Moving on, I would suggest using company-wide governance to set up policies and guardrails for people provisioning things. We heard during the previous talk they're deploying things using the landing zone across their state — something we would suggest as well. While working with customers, this is something that would give you the best control and central governance over your state. There are solutions for that, like Sentinel, the native HashiCorp tool, and then the OPA, which is also part of the Hashi tooling as well. So you can use it using Terraform Cloud now as well. 

»Code scanning

Definitely use code scanning. I was glad to hear that during the previous talk as well. When you're pushing your code through — even pre-commit — make sure you're using tools such as checkov, tfsec, terrascan, etc. Those are all valid to use tools that would raise issues early on, so it all aligns with the general shift left security mantra.

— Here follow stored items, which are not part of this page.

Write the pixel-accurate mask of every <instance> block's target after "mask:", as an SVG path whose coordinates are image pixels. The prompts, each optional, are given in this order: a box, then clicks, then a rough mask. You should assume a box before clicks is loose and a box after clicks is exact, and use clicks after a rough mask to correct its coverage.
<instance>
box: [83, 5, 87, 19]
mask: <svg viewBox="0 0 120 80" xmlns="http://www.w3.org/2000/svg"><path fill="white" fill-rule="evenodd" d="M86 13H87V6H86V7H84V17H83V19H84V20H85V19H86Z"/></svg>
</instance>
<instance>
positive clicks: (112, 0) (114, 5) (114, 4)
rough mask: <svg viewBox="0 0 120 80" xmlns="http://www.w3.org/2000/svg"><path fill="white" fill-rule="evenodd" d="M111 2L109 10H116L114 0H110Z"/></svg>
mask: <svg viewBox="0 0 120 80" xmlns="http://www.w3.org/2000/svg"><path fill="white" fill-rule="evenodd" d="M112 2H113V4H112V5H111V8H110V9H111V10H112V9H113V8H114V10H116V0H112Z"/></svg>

I would definitely recommend using those.

»Trusted sources

Then, as mentioned earlier, make sure that you use trusted sources for your artifacts, such as binaries or modules and things like that, and make sure that you're pinning versions. You wouldn't believe how many modules I see people using without version pinning. It's like they're using pessimistic pinning, and they think that's fine until it's not.

»Streamlined workflows

Something like Terraform Cloud or HCP, I think it ticks a lot of boxes. I'm suggesting that constantly not just because I'm a HashiCorp ambassador but I think it also gives you a nice streamlined workflow and sets you up for success early on on your journey. Regardless of where you are in your journey — or your cloud adoption story — I think this is a good foundation to start with. And it manages the whole lifecycle for your infrastructure as code as well, which is a good thing.

»In summary

To wrap it up, we didn't talk about securing your infrastructure as such. It's an important topic — not something we are covering today — but also worth keeping in mind. But if there is anything I would like you to leave with from this talk is this: Protect your crown jewels, and those are definitely state safekeeping. Make sure that it's encrypted. Secrets manager, streamline workflows, central governance and avoid long-lived keys using things like OADC. And don't be the person hiding your secrets under the floor mat. 

Thank you. Hope you're going to enjoy the rest of the conference.